Prophet officials have said they hope to launch in Indiana sometime in 2023, while Colorado is considered the favorite to be Sporttrade’s second state for exchange betting before the end of the calendar year.
For those who like the idea of “sports as a stock market”, New Jersey also permitted the launch of Mojo in Sept. 2022. Mojo sets a value for various star NFL players, raising and lowering that figure based on actual performances throughout their careers.
So a buyer of stock in Philadelphia Eagles quarterback Jalen Hurts as of the start of the 2022 season would have gotten a relative bargain, while his value has soared during what could be a Most Valuable Player season.
But Mojo sets the values as opposed to the format of the three sports exchanges above, which instead make possible “peer-to-peer” betting on their platform between two participants who pick opposite sides of a bet of their choosing.
Federal Wire Act prohibits bets across state lines
Sports betting exchanges are popular all over Europe, in part because of offering sufficient “liquidity.” That means that residents can seek an “opponent” in a wager all over each country.
But in the U.S., The Federal Wire Act of 1961 prohibits the placing of sports bets across state lines.

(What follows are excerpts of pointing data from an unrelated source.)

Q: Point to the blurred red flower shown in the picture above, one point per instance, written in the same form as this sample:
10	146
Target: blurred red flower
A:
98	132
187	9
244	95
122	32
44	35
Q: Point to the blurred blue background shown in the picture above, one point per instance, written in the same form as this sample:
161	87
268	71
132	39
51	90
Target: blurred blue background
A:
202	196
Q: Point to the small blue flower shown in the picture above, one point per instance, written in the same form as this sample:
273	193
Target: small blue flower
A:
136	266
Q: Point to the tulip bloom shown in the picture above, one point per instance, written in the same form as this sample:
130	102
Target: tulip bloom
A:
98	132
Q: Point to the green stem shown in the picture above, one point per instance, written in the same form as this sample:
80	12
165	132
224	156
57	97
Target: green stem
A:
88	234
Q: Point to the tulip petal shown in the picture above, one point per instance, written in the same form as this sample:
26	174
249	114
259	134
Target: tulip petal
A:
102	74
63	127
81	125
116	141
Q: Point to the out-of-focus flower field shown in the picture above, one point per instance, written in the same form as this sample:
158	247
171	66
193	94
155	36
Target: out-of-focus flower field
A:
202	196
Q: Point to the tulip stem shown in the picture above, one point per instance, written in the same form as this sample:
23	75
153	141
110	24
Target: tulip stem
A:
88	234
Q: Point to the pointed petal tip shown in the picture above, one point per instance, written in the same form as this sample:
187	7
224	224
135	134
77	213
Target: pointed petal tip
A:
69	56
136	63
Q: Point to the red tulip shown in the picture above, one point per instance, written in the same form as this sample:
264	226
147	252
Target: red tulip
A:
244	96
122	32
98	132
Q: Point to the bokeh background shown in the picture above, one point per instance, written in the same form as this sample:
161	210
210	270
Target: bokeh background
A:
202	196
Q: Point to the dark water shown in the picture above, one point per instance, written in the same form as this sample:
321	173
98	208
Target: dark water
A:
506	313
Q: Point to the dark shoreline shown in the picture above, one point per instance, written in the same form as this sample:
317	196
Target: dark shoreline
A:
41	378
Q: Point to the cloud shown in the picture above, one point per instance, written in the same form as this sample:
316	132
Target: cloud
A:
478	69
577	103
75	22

That means that an Illinois resident, if given the opportunity to try a betting exchange via the passage of this bill, would have to find another state resident willing to take the other side of the bet. At high stakes, that could prove difficult to impossible.
That proved to be the case for the experiment of exchange wagering on horse racing in New Jersey in 2017-19 – there weren’t enough participants within the state to make the gambling feasible.
Rep. Rita was at the forefront of the successful effort to legalize sports betting in Illinois, and back in 2017 he introduced a bill to add online casino gaming to the mix.
A 2021 version of the bill would mirror a New Jersey law that for the past decade has permitted online casino play by operators who enter into partnerships with casinos or racetracks in the state.
Each of those brick-and-mortar sites would be allowed to have up to three online casino partners. Rita has not made much progress on that gambling front, however.
While a majority of the 50 U.S. states have legalized sports betting since a May 2018 U.S. Supreme Court decision opened that door, only six states allow for online casino play. The only such state in the Midwest to permit it is Michigan, which launched both sports betting and online casino gaming in Jan. 2021.